Rockville Pike. Photo by Dan Reed.

Montgomery County residents have a love-hate relationship with Rockville Pike. It’s the place everybody goes, but nobody likes. How did it get this way, and can it get better?

Simply mentioning “Rockville Pike” triggers a mental image of honking horns, last-minute weaves, ribbons of heat lofting across large parking lots, and seemingly endless shopping centers with hundreds of businesses. Most people’s opinion of the corridor is two-fold: they hate it, but it’s a necessary part of life in Montgomery County.

Like a lot of other places in America that came into their own in the 1950s and ‘60s, Montgomery County planned its new suburbia to be comfortable and convenient for the automobile. Roads would be built wide to accommodate the newest land boats, whose unimpeded movement would take precedence above all else.

After all, what could be better than making everything automobile-accessible, with business strips easy to get in and out of, loads of free parking out front, and convenient drive-through windows aplenty?

That vision might have worked in 1950, but times changed. Population increased. Families bought two, three, or even four cars for multiple drivers. Business success attracted more businesses, as well as office development. “The Pike” changed from a sleepy local shopping street to the most important commercial center for a huge community numbering nearly a million people.

Something else happened too. Roads in general, and the Pike in particular, began to clog like a hardened artery. As more and more people spread out across Montgomery County to live, they all converged on Rockville Pike to shop or work, and almost all of them did so using individual cars.
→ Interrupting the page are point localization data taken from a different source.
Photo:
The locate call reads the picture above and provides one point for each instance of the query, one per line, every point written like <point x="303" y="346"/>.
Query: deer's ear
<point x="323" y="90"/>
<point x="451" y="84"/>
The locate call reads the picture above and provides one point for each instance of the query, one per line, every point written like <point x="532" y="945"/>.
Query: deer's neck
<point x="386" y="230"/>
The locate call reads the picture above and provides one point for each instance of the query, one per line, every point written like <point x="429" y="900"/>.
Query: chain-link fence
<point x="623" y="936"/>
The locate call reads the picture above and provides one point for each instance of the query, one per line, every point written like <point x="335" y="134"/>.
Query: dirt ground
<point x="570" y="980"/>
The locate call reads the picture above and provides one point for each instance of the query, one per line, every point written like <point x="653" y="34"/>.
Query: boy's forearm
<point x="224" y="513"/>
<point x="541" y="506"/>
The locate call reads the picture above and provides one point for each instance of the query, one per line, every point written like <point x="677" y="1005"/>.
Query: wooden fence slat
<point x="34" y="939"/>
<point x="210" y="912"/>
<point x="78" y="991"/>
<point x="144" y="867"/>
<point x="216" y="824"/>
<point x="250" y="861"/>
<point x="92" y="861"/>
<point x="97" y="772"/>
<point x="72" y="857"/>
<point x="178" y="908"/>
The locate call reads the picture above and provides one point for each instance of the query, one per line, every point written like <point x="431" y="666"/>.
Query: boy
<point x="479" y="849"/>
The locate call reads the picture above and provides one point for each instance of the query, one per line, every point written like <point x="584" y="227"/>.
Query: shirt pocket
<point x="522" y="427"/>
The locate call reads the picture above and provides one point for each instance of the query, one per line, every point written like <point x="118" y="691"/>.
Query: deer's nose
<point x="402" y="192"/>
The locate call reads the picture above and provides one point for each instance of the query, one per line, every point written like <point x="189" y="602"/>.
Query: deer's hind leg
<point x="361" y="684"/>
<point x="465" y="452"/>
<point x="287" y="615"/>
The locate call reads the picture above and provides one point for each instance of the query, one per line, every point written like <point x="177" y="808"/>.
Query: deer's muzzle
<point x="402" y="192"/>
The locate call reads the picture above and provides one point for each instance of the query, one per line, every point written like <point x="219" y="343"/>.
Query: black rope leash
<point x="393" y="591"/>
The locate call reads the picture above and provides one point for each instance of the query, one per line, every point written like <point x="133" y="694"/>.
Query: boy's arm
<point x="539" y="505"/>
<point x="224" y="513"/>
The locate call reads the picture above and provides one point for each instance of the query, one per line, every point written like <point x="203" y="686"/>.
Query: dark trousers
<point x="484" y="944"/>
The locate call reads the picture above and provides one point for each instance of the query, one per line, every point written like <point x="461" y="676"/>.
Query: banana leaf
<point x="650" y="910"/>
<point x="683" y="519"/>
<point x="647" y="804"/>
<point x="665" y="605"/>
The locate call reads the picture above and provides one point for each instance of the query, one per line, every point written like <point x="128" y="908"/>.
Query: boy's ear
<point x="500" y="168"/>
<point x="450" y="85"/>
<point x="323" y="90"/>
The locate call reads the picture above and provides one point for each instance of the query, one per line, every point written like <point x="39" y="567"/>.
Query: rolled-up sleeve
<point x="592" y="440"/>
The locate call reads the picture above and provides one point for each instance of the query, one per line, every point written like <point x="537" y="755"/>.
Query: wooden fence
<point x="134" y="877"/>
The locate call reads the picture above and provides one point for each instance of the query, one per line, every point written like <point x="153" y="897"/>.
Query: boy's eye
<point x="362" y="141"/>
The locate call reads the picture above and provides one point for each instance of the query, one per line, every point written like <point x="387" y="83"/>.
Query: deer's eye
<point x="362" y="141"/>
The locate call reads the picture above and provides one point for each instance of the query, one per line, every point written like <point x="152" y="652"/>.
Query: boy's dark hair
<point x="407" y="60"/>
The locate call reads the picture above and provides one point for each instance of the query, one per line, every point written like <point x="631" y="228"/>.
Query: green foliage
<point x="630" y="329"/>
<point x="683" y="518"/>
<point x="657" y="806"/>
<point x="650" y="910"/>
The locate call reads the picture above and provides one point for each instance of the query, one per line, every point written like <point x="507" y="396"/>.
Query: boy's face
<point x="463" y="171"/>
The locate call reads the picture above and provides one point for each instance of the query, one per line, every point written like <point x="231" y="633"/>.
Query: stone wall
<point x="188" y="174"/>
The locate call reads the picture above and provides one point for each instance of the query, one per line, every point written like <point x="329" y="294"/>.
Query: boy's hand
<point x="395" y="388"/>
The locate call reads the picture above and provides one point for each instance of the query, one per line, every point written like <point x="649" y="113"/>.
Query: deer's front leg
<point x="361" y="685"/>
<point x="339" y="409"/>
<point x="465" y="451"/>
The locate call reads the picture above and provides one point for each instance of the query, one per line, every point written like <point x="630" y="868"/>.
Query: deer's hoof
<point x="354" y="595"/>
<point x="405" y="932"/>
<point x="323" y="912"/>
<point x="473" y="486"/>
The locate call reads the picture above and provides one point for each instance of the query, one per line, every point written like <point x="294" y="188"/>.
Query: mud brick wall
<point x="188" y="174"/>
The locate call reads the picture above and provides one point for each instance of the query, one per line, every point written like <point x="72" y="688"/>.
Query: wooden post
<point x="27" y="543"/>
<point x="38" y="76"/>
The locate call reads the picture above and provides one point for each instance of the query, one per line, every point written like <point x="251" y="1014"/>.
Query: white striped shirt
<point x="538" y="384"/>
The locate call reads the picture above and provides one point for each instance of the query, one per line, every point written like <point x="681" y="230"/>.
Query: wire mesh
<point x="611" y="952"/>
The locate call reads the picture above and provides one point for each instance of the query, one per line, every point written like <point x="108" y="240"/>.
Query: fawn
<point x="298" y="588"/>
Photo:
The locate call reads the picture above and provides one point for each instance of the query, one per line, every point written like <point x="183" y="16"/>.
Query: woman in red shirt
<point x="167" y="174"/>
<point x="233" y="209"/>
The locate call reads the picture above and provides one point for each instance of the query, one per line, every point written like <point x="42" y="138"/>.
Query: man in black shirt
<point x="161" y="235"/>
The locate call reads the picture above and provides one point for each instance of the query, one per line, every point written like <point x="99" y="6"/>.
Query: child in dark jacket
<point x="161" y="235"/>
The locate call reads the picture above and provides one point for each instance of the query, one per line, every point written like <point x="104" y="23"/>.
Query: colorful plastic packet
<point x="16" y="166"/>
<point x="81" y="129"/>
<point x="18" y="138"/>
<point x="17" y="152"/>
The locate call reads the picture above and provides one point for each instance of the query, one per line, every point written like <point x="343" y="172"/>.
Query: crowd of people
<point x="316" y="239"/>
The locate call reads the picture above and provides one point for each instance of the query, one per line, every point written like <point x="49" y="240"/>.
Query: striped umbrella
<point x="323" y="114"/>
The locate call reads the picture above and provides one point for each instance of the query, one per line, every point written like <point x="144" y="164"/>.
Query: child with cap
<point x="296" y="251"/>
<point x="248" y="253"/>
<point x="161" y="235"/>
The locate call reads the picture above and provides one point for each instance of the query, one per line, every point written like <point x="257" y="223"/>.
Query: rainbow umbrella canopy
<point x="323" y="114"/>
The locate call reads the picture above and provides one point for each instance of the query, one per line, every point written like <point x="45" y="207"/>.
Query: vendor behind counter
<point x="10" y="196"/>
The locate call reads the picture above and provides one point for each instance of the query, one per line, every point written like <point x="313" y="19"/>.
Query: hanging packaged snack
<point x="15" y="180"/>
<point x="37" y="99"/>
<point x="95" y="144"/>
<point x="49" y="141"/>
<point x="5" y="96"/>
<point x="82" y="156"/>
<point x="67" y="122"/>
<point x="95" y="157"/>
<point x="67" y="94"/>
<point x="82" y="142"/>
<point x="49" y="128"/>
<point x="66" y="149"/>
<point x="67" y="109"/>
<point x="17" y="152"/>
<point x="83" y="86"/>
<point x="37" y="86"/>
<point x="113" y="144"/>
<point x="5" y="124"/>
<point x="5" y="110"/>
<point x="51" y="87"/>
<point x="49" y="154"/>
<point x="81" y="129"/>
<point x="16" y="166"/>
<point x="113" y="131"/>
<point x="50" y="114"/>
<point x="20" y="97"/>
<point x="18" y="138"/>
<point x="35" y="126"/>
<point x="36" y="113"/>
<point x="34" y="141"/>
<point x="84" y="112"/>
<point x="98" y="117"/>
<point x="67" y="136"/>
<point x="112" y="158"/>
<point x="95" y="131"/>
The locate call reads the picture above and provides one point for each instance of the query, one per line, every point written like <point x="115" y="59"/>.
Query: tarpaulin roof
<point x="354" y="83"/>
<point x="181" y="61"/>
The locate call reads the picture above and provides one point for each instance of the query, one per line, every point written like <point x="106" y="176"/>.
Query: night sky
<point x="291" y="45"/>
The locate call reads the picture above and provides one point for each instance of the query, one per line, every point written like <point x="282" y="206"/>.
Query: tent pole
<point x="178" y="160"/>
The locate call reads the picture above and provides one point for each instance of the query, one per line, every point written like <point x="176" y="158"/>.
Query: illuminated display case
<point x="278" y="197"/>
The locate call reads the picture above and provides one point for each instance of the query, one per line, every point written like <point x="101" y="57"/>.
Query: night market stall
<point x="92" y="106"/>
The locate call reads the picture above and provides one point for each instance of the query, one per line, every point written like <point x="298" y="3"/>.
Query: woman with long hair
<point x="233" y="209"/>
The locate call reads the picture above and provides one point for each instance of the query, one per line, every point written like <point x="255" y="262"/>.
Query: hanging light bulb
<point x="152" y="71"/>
How has it all turned out? You can get anything you want on the Pike, but the gettin’ is slowwww. No matter how exquisitely timed the signals are and no matter how many extra turn lanes and interchanges planners provide, Rockville Pike cannot move the thousands upon thousands of cars that use it every day. Even on the weekends congestion rules.

Bypassing the congestion is nearly impossible. The few brave pedestrians find narrow sidewalks, long street crossings, and short signals. They’re often stranded on wind-swept, skinny medians, and then face broad expanses of parking between themselves and every destination. The Metro helps, but stops are too few and too far apart to access the entire corridor. Bus service exists, but is woefully insufficient.
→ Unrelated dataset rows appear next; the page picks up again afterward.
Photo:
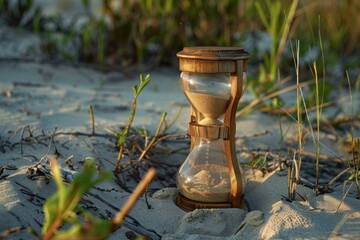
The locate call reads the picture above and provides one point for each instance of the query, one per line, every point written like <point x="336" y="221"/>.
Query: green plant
<point x="278" y="28"/>
<point x="125" y="132"/>
<point x="62" y="207"/>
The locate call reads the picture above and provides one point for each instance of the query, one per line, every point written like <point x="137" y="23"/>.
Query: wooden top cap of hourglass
<point x="211" y="59"/>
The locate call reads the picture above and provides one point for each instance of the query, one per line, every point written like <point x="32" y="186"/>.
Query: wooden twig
<point x="149" y="176"/>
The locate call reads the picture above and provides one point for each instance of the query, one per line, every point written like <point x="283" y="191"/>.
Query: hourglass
<point x="213" y="80"/>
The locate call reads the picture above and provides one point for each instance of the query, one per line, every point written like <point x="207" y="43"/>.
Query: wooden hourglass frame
<point x="217" y="60"/>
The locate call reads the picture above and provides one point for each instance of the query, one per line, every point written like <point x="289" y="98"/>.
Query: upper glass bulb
<point x="209" y="94"/>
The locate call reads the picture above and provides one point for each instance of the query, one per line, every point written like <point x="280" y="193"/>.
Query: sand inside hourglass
<point x="211" y="106"/>
<point x="210" y="183"/>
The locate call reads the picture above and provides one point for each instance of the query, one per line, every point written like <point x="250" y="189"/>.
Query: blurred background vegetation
<point x="148" y="33"/>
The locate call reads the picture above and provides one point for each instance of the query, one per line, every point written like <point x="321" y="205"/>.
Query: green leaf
<point x="143" y="82"/>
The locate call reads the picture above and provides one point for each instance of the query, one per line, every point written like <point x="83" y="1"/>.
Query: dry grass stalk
<point x="140" y="189"/>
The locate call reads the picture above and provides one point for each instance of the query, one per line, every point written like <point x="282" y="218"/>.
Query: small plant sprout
<point x="62" y="207"/>
<point x="124" y="134"/>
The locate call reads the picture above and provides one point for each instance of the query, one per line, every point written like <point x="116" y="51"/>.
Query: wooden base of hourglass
<point x="189" y="205"/>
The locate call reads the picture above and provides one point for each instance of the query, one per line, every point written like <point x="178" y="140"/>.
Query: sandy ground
<point x="46" y="96"/>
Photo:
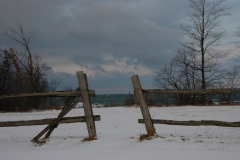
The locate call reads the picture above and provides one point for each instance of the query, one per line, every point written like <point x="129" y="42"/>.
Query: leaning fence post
<point x="143" y="105"/>
<point x="82" y="81"/>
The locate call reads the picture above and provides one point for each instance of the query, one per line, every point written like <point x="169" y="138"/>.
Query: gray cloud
<point x="110" y="40"/>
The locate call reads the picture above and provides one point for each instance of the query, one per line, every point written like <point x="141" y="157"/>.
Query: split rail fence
<point x="148" y="121"/>
<point x="82" y="93"/>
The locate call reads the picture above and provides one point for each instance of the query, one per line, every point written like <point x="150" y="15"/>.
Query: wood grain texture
<point x="143" y="105"/>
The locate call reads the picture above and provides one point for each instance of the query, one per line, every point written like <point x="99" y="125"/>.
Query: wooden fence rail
<point x="46" y="121"/>
<point x="194" y="123"/>
<point x="82" y="93"/>
<point x="148" y="121"/>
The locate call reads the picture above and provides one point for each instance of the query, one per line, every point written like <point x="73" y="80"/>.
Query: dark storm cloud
<point x="110" y="40"/>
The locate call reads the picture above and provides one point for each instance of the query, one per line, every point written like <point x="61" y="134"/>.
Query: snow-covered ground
<point x="118" y="133"/>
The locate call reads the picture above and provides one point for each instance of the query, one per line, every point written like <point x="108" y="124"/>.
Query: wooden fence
<point x="148" y="121"/>
<point x="81" y="93"/>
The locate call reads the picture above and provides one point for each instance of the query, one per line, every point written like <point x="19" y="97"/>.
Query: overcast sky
<point x="110" y="40"/>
Did we really invent this mess? Can we escape it?

I believe we can attain a different future, and I think Montgomery County officials agree. We can tame the traffic beast and knit the Pike’s disparate, spread-out shopping areas into a series of urban neighborhoods, with increased housing opportunities complementing existing and future employment centers.

If we improve transit access to and along the Pike, traffic would become more tolerable, walking and biking more comfortable, and unrelated land uses would come together as functioning neighborhoods.
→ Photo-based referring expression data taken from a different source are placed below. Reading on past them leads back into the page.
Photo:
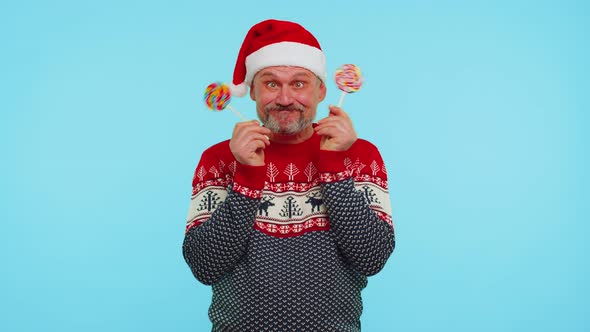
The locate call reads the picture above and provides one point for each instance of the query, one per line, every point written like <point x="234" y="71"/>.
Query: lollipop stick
<point x="341" y="99"/>
<point x="238" y="114"/>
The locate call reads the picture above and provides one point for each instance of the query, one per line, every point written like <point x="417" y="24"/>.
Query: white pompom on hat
<point x="276" y="43"/>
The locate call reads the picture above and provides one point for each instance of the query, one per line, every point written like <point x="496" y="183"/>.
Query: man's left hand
<point x="336" y="131"/>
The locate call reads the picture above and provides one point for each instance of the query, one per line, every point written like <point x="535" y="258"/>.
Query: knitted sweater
<point x="288" y="246"/>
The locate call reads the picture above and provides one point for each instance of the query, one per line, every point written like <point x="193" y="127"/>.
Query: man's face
<point x="286" y="98"/>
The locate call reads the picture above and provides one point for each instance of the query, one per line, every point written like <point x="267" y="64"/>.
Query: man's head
<point x="286" y="98"/>
<point x="285" y="68"/>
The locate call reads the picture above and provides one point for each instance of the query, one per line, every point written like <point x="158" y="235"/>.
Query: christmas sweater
<point x="288" y="246"/>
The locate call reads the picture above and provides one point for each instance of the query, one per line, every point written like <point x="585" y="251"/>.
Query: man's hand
<point x="248" y="142"/>
<point x="336" y="131"/>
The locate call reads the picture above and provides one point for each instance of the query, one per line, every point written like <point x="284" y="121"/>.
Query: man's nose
<point x="285" y="97"/>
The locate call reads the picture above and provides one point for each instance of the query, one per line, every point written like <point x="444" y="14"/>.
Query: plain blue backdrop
<point x="480" y="109"/>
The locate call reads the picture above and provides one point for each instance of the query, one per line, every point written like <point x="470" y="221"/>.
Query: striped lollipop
<point x="349" y="79"/>
<point x="217" y="97"/>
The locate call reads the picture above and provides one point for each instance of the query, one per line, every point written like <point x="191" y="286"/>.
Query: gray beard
<point x="291" y="129"/>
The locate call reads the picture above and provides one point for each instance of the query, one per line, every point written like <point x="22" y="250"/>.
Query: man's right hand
<point x="248" y="142"/>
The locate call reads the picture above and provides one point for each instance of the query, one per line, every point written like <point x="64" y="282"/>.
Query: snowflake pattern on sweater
<point x="289" y="245"/>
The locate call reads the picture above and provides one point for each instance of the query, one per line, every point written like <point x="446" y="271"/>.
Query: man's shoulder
<point x="219" y="148"/>
<point x="364" y="145"/>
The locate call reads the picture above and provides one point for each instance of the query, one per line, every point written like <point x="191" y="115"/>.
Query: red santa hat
<point x="276" y="43"/>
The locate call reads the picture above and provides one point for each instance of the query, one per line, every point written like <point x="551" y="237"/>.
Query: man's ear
<point x="322" y="91"/>
<point x="252" y="95"/>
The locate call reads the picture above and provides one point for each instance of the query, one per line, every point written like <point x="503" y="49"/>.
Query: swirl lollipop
<point x="217" y="97"/>
<point x="348" y="79"/>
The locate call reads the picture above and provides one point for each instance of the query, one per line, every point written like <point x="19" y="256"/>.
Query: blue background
<point x="480" y="109"/>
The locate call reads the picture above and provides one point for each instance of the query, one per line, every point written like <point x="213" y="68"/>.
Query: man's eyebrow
<point x="296" y="75"/>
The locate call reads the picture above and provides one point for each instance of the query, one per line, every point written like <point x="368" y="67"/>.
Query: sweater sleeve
<point x="355" y="194"/>
<point x="221" y="216"/>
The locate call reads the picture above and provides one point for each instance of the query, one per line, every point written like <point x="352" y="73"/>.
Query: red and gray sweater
<point x="288" y="246"/>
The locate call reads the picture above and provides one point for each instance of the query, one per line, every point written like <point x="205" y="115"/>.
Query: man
<point x="288" y="219"/>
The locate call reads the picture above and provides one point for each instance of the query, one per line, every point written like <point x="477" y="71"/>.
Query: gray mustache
<point x="284" y="108"/>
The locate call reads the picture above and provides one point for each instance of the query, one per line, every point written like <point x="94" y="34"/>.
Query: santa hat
<point x="276" y="43"/>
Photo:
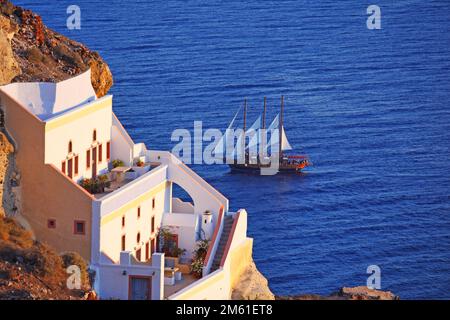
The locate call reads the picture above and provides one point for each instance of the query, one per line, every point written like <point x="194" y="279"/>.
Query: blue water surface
<point x="370" y="107"/>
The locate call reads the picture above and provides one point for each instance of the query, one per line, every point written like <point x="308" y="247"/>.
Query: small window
<point x="51" y="223"/>
<point x="79" y="227"/>
<point x="88" y="159"/>
<point x="108" y="151"/>
<point x="123" y="243"/>
<point x="100" y="153"/>
<point x="76" y="166"/>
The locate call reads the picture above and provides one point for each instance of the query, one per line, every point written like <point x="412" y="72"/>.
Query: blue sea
<point x="370" y="107"/>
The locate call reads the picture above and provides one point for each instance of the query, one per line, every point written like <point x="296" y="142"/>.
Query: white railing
<point x="120" y="197"/>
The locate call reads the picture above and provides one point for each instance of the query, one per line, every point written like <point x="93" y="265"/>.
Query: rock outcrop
<point x="6" y="171"/>
<point x="252" y="286"/>
<point x="345" y="293"/>
<point x="29" y="51"/>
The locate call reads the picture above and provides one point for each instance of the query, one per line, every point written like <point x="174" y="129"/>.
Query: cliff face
<point x="252" y="286"/>
<point x="6" y="170"/>
<point x="355" y="293"/>
<point x="29" y="51"/>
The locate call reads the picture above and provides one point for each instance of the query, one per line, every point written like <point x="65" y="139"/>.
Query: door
<point x="94" y="163"/>
<point x="140" y="288"/>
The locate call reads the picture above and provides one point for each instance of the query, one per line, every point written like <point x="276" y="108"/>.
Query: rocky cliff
<point x="355" y="293"/>
<point x="252" y="285"/>
<point x="29" y="51"/>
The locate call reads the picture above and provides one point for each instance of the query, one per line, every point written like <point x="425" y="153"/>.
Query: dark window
<point x="138" y="255"/>
<point x="100" y="153"/>
<point x="76" y="165"/>
<point x="153" y="224"/>
<point x="79" y="227"/>
<point x="51" y="223"/>
<point x="170" y="244"/>
<point x="123" y="243"/>
<point x="88" y="159"/>
<point x="69" y="168"/>
<point x="108" y="151"/>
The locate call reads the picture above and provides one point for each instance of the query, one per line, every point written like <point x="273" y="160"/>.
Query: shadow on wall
<point x="9" y="177"/>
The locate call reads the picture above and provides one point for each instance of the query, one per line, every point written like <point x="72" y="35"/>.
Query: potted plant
<point x="117" y="163"/>
<point x="140" y="163"/>
<point x="198" y="261"/>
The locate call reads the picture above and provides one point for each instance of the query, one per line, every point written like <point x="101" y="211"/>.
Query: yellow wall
<point x="241" y="257"/>
<point x="111" y="229"/>
<point x="46" y="193"/>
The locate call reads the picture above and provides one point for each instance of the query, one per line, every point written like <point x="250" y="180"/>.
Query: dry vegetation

A high quality Bus Rapid Transit (BRT) system along the Pike could whisk residents to many more stops than the Metro system currently allows, and make a visit to the Pike without a car efficient and enjoyable. Such a system could not only improve movement along the Pike, it could also bring people to and from surrounding areas.

At the same time, the Pike could be physically redesigned and made into more of a tree-lined urban boulevard, with benches and attractive streetside landscaping that provide environmental benefits as well, like managing polluted rainwater runoff. This reconfiguration, including the BRT system, would serve new, more urban land uses.

This sort of transformation will be necessary if Montgomery County is to continue to grow and prosper. Without such transformation, the county and the Pike specifically risk stagnation.

Simply put, Montgomery County must accommodate more people, and the best way to do that is to enhance and re-energize its already developed places, rather than bringing development to its precious few open ones.

A few projects are already under construction or in planning that will begin to bring about this change. The Metro station areas are redeveloping, BRT is being seriously considered, and corridor plans are under study.

Change is hard, but in this case not changing would be harder. This important part of Montgomery County must necessarily become more urban, more livable, and economically and more ecologically sustainable.

This post is part of an occasional series on local transportation solutions that will make our region greater.